11

8

I often am building a model (classification or regression) where I have some predictor variables that are sequences and I have been trying to find technique recommendations for summarizing them in the best way possible for inclusion as predictors in the model.

As a concrete example, say a model is being built to predict if a customer will leave the company in the next 90 days (anytime between t and t+90; thus a binary outcome). One of the predictors available is the level of the customers financial balance for periods t_0 to t-1. Maybe this represents monthly observations for the prior 12 months (i.e. 12 measurements).

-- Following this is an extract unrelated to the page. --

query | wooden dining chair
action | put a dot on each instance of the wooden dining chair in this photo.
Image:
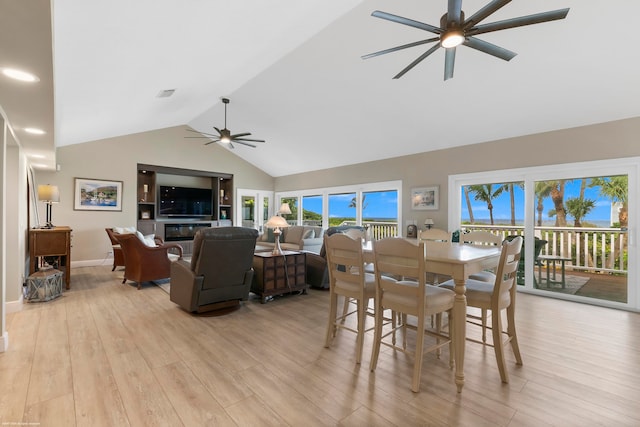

I am looking for ways to construct features from this series. I use descriptives of each customers series such as the mean, high, low, std dev., fit a OLS regression to get the trend. Are their other methods of calculating features? Other measures of change or volatility?

ADD:

As mentioned in a response below, I also considered (but forgot to add here) using Dynamic Time Warping (DTW) and then hierarchical clustering on the resulting distance matrix - creating some number of clusters and then using the cluster membership as a feature. Scoring test data would likely have to follow a process where the DTW was done on new cases and the cluster centroids - matching the new data series to their closest centroids...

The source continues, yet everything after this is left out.